How Wogglebox supports categories and sub-categories
Wogglebox now supports optional sub-categories under parent inventory categories.
This means groups can keep a simple top-level structure while still adding useful detail.
For example:
- Camping → Tents
- Camping → Tarps
- Cooking → Stoves
- Uniform → Shirts
- Uniform → Woggles
- Badges → Challenge badges
In Wogglebox, groups can now:
- create parent categories and sub-categories
- see empty categories and sub-categories more clearly
- assign a parent category and optional sub-category when adding inventory
- edit an item’s category and sub-category later
- search All Inventory by sub-category
- filter All Inventory by category and sub-category
- see sub-categories on equipment, uniform and badge pages
- view sub-category details on item pages
- include sub-categories in CSV exports
Bulk import currently supports parent categories only. Sub-categories can be assigned after import from each item’s edit page.
That keeps the import process simple while still allowing groups to add more structure once the main inventory has been created.
A simple termly inventory tidy-up
A category system works best when it is reviewed occasionally.

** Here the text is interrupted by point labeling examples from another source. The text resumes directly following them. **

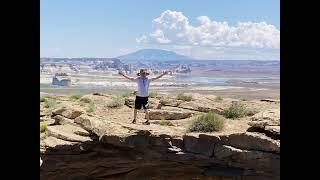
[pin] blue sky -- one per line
(109, 28)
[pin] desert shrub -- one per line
(75, 97)
(42, 99)
(218, 98)
(184, 97)
(236, 110)
(164, 122)
(153, 94)
(43, 127)
(91, 107)
(115, 103)
(207, 123)
(50, 103)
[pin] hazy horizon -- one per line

A simple termly tidy-up might look like this:
- Open the category list.
- Look for empty categories.
- Delete categories that are no longer needed.

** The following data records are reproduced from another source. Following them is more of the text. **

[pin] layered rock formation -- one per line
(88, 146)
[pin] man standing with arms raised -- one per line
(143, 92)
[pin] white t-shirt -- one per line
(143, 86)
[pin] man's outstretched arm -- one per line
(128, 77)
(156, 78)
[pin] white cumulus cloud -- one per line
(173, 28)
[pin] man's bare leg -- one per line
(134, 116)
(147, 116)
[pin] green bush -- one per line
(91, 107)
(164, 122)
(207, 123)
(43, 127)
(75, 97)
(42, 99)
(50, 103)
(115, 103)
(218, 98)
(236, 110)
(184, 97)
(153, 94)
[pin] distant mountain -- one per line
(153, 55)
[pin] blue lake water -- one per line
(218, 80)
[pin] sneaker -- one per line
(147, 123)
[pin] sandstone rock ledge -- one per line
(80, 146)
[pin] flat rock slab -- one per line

- Rename unclear categories.
- Add sub-categories where a parent category has become too broad.
- Search for “Other” or “To review”.
- Reassign items into clearer categories.
- Check that important items have useful notes.
- Export a CSV copy if needed for records.
- Ask another leader if the structure makes sense.
This does not need to take long. Even fifteen minutes once a term can stop the system drifting.
A practical example
Imagine a group starts with this category list:
- Camping
- Cooking
- Uniform
- Badges
- Other
That is a good start.
After entering more items, Camping becomes crowded. It includes tents, tarps, sleeping mats, lanterns, pegs and groundsheets.
Rather than creating lots of new parent categories, the group adds sub-categories:
- Camping / Tents
- Camping / Tarps
- Camping / Sleeping mats
- Camping / Lighting
- Camping / Pegs and mallets
Now leaders can still search broadly for Camping, but they can also narrow down to Tents when planning camp.
The same happens with Uniform:
- Uniform / Shirts
- Uniform / Scarves
- Uniform / Woggles
- Uniform / Pre-loved uniform
And Badges:
- Badges / Core badges
- Badges / Challenge badges
- Badges / Staged activity badges
The result is not complicated. It is just organised enough to be useful.
Final tips for Scout quartermasters
A good inventory structure should be:
- simple enough for volunteers to use
- detailed enough to find things quickly
- flexible enough to grow over time
- clear enough for a new leader to understand
- tidy enough that old categories do not pile up forever
Start broad. Add sub-categories only where they help. Use notes for the messy real-world details. Review the structure occasionally.
Scout kit will always have a little chaos in it. That is part of the job.
But with clear categories, useful sub-categories and a system people actually use, the chaos becomes manageable.
And the next time someone asks:
“Do we have any spare tarps?”
you can answer with confidence, instead of opening the cupboard and hoping the tarp gremlins are feeling cooperative.